In Zukunft reicht es nicht mehr, das Schild an der Zellentür nach
verbüßter Haft einfach von Strafe in Sicherungsverwahrung zu ändern.
Wer nach dem Ende seiner Haftzeit gleichwohl zum Schutz der
Allgemeinheit eingeschlossen bleibt, der muss im Gegenzug die Chance
bekommen, mit Therapeuten an sich zu arbeiten. Und ihm sind hinter
Gittern mehr Spielräume zu gewähren als normalen Häftlingen. Nur so
kann er eines Tages vielleicht ohne Risiko für andere wieder in
Freiheit gelangen. Diese Perspektive billigen Grundgesetz und
europäische Menschenrechte selbst dem schlimmsten Verbrecher zu.

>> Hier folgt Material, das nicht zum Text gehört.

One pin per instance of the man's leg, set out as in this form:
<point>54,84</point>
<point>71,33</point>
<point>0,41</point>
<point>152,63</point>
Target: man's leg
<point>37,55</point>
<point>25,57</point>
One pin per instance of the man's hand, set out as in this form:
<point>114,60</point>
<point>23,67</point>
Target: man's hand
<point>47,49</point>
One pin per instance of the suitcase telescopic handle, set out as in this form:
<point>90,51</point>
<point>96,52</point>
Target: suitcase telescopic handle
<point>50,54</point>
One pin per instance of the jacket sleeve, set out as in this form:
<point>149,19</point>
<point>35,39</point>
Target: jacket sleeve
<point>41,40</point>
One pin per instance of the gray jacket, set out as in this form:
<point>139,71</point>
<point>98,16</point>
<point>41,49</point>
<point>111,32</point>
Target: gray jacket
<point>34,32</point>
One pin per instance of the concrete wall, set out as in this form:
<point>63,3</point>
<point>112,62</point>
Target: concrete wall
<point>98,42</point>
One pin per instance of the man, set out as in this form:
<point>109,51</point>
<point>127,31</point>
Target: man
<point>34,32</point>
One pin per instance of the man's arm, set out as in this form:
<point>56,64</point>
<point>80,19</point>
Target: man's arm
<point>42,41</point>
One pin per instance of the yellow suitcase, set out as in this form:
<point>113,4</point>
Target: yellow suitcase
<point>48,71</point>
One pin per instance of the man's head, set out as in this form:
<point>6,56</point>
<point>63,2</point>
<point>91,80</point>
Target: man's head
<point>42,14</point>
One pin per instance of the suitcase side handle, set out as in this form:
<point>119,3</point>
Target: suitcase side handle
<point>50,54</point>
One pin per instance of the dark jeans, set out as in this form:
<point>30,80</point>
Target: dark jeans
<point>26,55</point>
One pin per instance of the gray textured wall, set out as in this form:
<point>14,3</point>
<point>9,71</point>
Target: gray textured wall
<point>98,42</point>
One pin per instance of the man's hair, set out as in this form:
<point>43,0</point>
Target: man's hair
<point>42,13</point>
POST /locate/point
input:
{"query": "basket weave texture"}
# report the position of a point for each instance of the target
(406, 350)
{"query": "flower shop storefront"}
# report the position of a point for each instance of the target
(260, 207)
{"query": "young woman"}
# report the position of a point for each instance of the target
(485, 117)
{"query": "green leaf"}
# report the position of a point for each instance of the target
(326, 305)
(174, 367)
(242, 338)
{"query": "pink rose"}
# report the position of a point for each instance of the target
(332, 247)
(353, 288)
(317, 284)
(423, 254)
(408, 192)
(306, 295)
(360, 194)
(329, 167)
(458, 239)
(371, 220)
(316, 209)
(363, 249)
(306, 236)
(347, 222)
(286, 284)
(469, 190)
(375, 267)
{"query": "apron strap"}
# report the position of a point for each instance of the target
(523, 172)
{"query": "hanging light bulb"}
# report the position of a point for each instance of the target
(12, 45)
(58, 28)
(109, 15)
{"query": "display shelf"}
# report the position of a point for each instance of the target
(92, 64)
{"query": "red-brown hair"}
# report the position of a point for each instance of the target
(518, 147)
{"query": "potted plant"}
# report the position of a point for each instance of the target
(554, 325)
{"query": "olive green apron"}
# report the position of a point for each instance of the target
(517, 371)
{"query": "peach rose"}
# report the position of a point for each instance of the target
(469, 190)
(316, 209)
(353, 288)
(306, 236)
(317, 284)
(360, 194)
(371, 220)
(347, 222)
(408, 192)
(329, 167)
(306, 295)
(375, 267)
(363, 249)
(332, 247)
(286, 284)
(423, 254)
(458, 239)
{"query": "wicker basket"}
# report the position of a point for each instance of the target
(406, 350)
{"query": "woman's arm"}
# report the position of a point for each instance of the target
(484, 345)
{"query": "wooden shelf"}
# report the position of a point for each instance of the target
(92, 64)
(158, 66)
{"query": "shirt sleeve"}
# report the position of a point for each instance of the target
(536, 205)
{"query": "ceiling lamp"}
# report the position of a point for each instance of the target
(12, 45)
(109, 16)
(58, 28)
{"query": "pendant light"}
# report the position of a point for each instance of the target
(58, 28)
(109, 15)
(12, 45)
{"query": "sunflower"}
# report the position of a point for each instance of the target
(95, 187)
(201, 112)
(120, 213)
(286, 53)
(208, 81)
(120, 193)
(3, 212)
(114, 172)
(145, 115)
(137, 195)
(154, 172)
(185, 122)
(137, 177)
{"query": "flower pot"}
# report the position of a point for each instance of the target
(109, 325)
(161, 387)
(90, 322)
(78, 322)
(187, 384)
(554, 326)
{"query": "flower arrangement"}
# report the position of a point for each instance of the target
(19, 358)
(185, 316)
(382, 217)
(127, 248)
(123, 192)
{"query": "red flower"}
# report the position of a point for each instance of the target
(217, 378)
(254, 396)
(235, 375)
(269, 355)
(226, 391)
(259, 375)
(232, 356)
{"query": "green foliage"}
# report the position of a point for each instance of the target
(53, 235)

Klug ist das Karlsruher Urteil aber auch deshalb, weil es nicht
zulässt, dass Hunderte Sicherungsverwahrte sofort auf freien Fuß
kommen. Zwei Jahre hat der Gesetzgeber Zeit, um eine rechtsstaatlich
saubere Reform vorzulegen. Bis dahin müssen die zuständigen Gerichte
in jedem Einzelfall prüfen, inwieweit eine Freilassung zu
verantworten ist. Damit ist gewährleistet, dass Menschen mit Hang zu
schwersten Gewalt- oder Sexualstraftaten in jedem Fall eingesperrt
bleiben.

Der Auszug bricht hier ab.